4. An apparatus according to claim 2, characterized in that the drive slide is mounted on a cylinder that delimits with the slide two opposite chambers connected, respectively, to the upper chamber and to the high-pressure fluid supply channel, and in the where two channels connected to a source of fluid under pressure and to the pilot device, respectively, open, these two channels are capable of being put into communication by means of a throat comprising the drive slide, in a certain axial position thereof.
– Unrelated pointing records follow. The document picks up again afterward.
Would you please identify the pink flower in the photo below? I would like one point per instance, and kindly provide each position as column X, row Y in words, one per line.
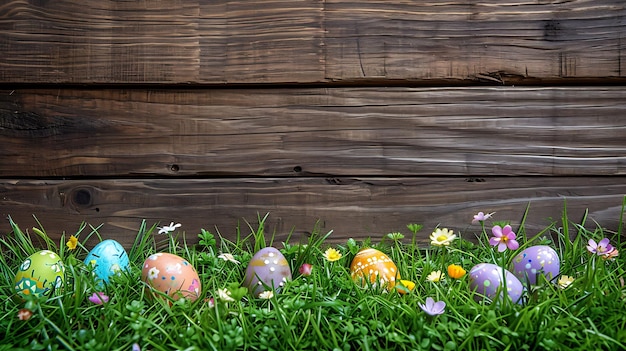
column 503, row 238
column 24, row 314
column 99, row 298
column 210, row 302
column 433, row 308
column 306, row 269
column 481, row 217
column 601, row 248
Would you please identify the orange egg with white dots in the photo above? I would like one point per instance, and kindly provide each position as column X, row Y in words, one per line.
column 371, row 267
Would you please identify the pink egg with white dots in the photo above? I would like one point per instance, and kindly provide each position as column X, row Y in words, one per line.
column 535, row 261
column 488, row 280
column 268, row 270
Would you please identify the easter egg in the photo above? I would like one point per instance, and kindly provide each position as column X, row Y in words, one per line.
column 172, row 275
column 371, row 266
column 106, row 259
column 486, row 280
column 41, row 273
column 535, row 260
column 268, row 269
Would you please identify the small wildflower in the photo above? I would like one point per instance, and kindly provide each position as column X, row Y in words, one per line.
column 456, row 271
column 224, row 295
column 72, row 242
column 332, row 255
column 442, row 237
column 395, row 236
column 267, row 294
column 611, row 255
column 168, row 228
column 229, row 258
column 433, row 308
column 405, row 286
column 435, row 276
column 98, row 298
column 565, row 281
column 601, row 248
column 481, row 217
column 503, row 238
column 306, row 269
column 24, row 314
column 210, row 301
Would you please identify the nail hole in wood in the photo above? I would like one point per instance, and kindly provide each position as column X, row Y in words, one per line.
column 82, row 197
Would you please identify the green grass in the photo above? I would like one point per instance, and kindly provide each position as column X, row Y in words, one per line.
column 327, row 310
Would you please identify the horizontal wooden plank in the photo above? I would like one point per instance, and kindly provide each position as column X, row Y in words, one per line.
column 351, row 207
column 153, row 41
column 309, row 41
column 492, row 41
column 300, row 132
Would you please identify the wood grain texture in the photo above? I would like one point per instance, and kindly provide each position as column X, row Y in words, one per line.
column 351, row 207
column 309, row 41
column 299, row 132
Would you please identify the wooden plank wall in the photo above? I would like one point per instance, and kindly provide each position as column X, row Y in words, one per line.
column 365, row 116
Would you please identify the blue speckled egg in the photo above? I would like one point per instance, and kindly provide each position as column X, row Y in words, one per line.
column 486, row 280
column 535, row 260
column 39, row 274
column 267, row 269
column 107, row 258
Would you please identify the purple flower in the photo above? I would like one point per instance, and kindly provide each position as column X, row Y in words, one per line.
column 306, row 269
column 433, row 308
column 99, row 298
column 503, row 238
column 601, row 248
column 481, row 217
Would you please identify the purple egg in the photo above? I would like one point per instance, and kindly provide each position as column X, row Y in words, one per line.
column 486, row 279
column 535, row 260
column 267, row 269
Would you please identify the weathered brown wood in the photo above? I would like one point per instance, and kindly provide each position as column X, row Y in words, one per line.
column 309, row 41
column 296, row 132
column 351, row 207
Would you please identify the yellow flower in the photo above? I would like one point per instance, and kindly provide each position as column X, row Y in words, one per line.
column 565, row 281
column 332, row 254
column 405, row 286
column 456, row 271
column 72, row 242
column 435, row 276
column 442, row 237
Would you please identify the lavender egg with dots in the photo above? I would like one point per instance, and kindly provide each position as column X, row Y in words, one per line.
column 268, row 269
column 486, row 280
column 535, row 261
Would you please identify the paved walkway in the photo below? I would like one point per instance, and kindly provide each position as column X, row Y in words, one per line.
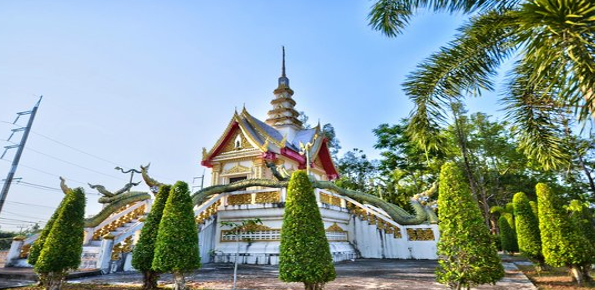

5. The apparatus according to claim 4, characterized in that one of the channels opens into the cylinder of the drive slide that communicates with the supply conduit of the high pressure fluid apparatus.

6. The apparatus according to claim 4, characterized in that one of the channels that opens into the cylinder of the drive slide communicates with the upper chamber.

7. The apparatus according to any of claims 3 to 6, characterized in that the supply conduit of the pressure fluid pilot device passes through a slider device, from which the movement is mechanically linked to the movement of the distributor and which comprises a throat that, immediately after the position of the slide, allows or does not allow the passage of pressurized fluid in the direction of the selector slide of the stroke course, belonging to the piloting device.

8. The apparatus according to claim 7, characterized in that the throat of the slide associated with the distributor is positioned in such a way that it does not allow the passage of fluid under pressure more than during the beginning of the stroke of the distributor slide, to a period in which the distributor still allows the feeding of the high chamber of fluid under pressure.

9. The apparatus according to any of claims 7 and 8, characterized in that the slider associated with the distributor is independent of the distributor slider and linked mechanically to the latter.

10. The apparatus complies with any of claims 7 and 8, characterized in that the slider associated with the distributor, and the slider of the distributor form a single piece.

11. The apparatus according to any d < 2, claims 3 to 10, characterized in that it comprises a channel "2", in permanent or momentary communication with the supply circuit of the fluid pilot device under pressure, designed to evacuate, at each cycle, a defined quantity of fluid, for restoring the spool of the pilot device in the direction of decreasing the stroke of the striker piston, when this piloting device is no longer sufficiently supplied with fluid under pressure.